自分の心臓の音が、息を吸う音が、血の流れる音が────命を削る音が間近で聞こえる。
もう、長くはもたない。
「待って……。君に殺されるくらいなら、自分で死なせて」
至のそんな申し出に、小春は瞠目した。
一瞬、息が止まる。
「な、何言ってるの!? そんなの駄目!」
既にすべてを諦め、冬真に敗北したことを認めるようなものだ。
至は冬真から目を離さなかった。
その傍らで思う。
今朝またすべてを忘却した小春からすれば、自分は今日が初対面だ。
それなのに、至のために必死になっていた。
恐ろしい目に遭っても逃げ出さず、自分が捕らわれても諦めず。
……彼女の頭の片隅で、ほんのわずかにでも残っていてくれたらいい。
初めて出会った夜から今日まで、一緒に過ごしてきたという事実が。
「えぇ? ……ま、別にいいか。自殺でも魔法は還ることだし」
冬真は至の方へナイフを滑らせた。
至に立ち上がったり出来るほどの力は最早ないと判断した。
距離を取っていれば、額に触れられさえしなければ大丈夫だ。眠らされることはない。
尤も、魔法を使う体力などもうないだろうが。
至は胸辺りの深い傷を押さえつつ、ゆっくりと起き上がった。すぐに掌が真っ赤に染まる。
呼吸に血が絡んだ。思わず咳き込むと喀血した。
頭が、目の前が、くらくらする。
少しでも気を抜けば意識を失いそうだ。
震える手を弱々しく伸ばし、ナイフを掴もうとすると、不意に小春がそれを踏みつけて阻んだ。
「こんなの嫌……」
彼女の目から一粒涙がこぼれる。
何の涙かも分からない。とにかく必死だった。
怯む思いを押し込め、冬真を見据える。
「私たちはあなたの敵じゃない。傷つけたり殺したりするつもりなんて微塵もないし、邪魔もしない。だから、お願い。
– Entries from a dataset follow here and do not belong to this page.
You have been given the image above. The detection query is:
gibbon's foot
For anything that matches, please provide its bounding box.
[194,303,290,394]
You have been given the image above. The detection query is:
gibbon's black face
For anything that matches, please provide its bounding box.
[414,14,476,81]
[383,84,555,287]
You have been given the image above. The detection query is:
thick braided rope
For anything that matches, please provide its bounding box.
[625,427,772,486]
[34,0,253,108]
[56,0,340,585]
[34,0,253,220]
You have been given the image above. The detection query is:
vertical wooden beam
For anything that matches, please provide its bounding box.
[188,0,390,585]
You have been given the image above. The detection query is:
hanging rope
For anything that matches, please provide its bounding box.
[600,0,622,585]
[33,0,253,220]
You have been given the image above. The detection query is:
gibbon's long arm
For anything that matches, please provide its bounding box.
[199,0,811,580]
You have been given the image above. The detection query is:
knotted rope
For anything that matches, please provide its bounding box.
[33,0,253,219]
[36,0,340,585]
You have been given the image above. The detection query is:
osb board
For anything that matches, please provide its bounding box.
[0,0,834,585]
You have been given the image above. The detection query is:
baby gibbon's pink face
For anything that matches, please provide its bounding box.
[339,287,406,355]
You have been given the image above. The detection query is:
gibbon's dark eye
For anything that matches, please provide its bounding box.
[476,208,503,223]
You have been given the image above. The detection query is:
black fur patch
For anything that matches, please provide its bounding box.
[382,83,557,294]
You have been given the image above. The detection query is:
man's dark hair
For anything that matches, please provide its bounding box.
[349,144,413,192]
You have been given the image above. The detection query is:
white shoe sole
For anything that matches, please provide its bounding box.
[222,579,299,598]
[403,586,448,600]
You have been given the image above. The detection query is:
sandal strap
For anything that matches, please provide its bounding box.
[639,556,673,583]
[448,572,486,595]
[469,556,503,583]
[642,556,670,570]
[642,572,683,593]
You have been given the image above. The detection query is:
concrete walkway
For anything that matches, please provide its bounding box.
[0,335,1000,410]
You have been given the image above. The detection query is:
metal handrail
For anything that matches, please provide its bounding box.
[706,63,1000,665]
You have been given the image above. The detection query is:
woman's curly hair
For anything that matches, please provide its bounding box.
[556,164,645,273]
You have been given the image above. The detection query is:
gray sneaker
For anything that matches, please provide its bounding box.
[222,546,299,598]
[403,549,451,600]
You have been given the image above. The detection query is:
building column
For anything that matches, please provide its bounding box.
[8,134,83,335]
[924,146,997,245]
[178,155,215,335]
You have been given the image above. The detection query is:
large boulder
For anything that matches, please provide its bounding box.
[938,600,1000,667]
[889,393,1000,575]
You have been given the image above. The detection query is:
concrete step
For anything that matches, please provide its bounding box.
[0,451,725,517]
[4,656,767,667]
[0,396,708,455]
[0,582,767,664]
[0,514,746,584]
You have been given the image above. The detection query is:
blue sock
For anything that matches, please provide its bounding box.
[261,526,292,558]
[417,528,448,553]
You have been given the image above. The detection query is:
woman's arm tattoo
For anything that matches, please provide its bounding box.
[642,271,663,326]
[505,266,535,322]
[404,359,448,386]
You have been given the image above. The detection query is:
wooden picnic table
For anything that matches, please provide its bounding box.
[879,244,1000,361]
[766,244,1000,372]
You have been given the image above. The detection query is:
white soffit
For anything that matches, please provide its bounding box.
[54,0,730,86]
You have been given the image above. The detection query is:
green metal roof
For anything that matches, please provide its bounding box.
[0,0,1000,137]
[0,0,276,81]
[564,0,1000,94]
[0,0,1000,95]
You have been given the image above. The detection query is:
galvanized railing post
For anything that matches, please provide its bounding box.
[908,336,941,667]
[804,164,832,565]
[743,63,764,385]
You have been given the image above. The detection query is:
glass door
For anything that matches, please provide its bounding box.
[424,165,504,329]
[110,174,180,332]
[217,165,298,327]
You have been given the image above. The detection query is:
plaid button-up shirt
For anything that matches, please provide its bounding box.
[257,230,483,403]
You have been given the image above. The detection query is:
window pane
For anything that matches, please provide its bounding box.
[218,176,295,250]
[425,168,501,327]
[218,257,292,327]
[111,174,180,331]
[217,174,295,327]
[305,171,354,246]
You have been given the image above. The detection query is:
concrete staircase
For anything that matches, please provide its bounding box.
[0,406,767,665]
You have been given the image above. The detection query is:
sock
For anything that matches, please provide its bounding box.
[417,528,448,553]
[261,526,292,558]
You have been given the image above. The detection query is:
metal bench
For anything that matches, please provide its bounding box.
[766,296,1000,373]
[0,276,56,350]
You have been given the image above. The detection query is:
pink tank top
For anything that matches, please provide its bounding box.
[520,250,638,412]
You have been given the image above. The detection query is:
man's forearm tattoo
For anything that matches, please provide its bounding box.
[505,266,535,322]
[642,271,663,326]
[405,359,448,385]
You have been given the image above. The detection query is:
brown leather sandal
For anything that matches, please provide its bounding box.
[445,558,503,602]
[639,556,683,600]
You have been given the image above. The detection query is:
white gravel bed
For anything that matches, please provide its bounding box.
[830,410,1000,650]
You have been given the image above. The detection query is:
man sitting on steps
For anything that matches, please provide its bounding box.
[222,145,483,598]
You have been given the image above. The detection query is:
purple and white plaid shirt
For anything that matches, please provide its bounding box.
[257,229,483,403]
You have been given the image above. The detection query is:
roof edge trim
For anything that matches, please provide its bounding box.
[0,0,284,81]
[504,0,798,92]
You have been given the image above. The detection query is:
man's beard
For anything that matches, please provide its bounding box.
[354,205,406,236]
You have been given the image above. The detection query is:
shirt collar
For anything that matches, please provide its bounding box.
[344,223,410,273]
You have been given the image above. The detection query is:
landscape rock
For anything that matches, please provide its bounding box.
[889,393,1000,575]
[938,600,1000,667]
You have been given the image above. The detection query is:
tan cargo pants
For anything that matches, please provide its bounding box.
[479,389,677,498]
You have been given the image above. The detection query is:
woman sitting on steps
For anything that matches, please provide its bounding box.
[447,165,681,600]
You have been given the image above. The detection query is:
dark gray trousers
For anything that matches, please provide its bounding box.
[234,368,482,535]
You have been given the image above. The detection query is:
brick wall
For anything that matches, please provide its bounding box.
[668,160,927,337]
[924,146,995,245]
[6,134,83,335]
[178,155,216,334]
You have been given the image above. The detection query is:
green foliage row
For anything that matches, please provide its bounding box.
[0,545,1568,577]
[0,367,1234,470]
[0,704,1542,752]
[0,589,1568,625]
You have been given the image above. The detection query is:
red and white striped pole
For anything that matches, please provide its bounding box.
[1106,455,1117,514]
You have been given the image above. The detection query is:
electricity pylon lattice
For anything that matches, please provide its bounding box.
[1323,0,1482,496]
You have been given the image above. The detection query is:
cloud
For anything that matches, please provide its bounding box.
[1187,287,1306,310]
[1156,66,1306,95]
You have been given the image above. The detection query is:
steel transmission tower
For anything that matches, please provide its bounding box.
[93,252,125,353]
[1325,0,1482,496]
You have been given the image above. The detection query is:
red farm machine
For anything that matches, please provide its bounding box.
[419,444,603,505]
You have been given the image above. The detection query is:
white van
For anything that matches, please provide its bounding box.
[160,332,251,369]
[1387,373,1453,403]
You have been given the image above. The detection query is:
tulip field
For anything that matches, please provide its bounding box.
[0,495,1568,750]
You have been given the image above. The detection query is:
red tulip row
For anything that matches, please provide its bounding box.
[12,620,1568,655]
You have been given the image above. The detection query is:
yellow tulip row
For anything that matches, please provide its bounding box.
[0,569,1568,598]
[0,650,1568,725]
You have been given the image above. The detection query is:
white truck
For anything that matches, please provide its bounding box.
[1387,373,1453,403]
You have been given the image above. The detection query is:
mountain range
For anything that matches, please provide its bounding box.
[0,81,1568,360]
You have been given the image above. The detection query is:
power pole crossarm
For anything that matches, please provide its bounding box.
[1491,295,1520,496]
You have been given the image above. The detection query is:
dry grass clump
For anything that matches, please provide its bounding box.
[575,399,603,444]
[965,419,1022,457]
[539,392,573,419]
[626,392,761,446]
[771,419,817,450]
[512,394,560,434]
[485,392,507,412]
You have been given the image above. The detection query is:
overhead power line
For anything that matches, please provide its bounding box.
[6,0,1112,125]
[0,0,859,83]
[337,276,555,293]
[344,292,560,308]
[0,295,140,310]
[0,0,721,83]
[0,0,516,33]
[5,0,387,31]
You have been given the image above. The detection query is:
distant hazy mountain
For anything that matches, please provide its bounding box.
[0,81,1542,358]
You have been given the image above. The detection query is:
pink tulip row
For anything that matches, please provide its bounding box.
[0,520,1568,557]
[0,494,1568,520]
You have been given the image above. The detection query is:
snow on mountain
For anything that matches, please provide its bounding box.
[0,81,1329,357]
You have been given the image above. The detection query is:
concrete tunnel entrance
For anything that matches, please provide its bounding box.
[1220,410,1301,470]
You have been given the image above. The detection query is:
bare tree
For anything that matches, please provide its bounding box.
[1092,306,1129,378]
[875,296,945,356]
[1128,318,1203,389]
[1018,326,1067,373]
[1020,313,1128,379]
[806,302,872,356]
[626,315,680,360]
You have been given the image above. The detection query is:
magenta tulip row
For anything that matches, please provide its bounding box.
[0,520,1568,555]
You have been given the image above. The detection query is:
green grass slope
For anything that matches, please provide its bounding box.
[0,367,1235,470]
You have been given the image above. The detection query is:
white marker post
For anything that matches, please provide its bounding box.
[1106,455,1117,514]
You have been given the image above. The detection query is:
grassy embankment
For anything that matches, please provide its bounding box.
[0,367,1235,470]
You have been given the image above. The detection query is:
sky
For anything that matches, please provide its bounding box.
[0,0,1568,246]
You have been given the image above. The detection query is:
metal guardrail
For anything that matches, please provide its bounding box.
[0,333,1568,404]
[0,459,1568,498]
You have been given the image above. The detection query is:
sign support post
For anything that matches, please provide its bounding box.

もうやめて……! 信用出来ないなら私が人質になるから!」
懸命に懇願した。
それ以外に出来ることが思いつかなかった。
「……小春ちゃん」
至が呼ぶ。何処か悟ったような声色だった。
「……敵じゃない? 本当に?」
意外な反応だった。
冬真から返ってきた眼差しは、決して拒絶などではなかった。
小春は何度も頷く。
「私たちは魔術師たちのことを守りたいの」
はっきりと告げた。
少しの間黙り込んだ冬真は、真剣に吟味しているように見えた。
「……そっか、どうやら誤解があったみたいだね。……分かった。じゃあ、君のこと解放してあげるよ。彼を連れてって、回復して貰って来なよ」
「ほんと────」
信じられないような気持ちで小春が顔を上げると、ひゅん、と何かが頬を掠めた。
鋭い刃のような葉だった。
小春の頬に真一文字の傷口が浮かび上がる。つ、と血が滴る。